Methods: Patients departing from the emergency department of an inner-city teaching hospital were invited to undergo a structured interview and reading test, and to participate in a follow-up telephone interview 2 weeks later. Two physicians, blinded to the other's data, scored patient comprehension of discharge information and compliance with discharge instructions. Inter-rater reliability was assessed using a kappa-weighted statistic, and correlations were assessed using Spearman's rank correlation coefficient and Fisher's exact test.

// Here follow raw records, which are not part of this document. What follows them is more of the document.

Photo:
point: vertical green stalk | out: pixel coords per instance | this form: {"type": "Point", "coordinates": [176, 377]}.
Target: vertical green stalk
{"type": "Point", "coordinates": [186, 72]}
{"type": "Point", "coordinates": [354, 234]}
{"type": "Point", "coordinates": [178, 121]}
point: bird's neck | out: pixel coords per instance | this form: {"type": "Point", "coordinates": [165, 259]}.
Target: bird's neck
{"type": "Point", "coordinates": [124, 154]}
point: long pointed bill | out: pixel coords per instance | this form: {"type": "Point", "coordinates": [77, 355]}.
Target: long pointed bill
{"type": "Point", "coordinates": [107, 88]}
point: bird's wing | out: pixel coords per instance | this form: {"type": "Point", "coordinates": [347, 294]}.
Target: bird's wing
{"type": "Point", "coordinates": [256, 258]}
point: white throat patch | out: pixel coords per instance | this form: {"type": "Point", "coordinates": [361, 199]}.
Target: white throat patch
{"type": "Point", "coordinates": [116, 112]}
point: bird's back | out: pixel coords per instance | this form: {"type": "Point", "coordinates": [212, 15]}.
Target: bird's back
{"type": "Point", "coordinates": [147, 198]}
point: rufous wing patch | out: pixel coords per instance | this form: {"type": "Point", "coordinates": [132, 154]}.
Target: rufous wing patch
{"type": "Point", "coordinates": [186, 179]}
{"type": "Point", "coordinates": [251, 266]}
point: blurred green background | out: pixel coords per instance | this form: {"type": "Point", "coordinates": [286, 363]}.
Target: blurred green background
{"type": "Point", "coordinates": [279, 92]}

Results: Of 106 patients approached, 88 (83%) were enrolled. The inter-rater reliability of physician rating scores was high (kappa = 0.66). Approximately 60% of subjects demonstrated reading ability at or below a Grade 7 level. Comprehension was positively associated with reading ability (r = 0.29, p = 0.01) and English as first language (r = 0.27, p = 0.01). Reading ability was positively associated with years of education (r = 0.43, p < 0.0001) and first language (r = 0.24, p = 0.03), and inversely associated with age (r = -0.21, p = 0.05). Non-English first language and need for translator were associated with poorer comprehension of discharge instructions but not related to compliance. Compliance with discharge instructions was correlated with comprehension (r = 0.31, p = 0.01) but not associated with age, language, education, years in anglophone country, reading ability, format of discharge instructions, follow-up modality or association with a family physician.
Conclusions: Emergency department patients demonstrated poor reading skills. Comprehension was the only factor significantly related to compliance; therefore, future interventions to improve compliance with emergency department instructions will be most effective if they focus on improving comprehension.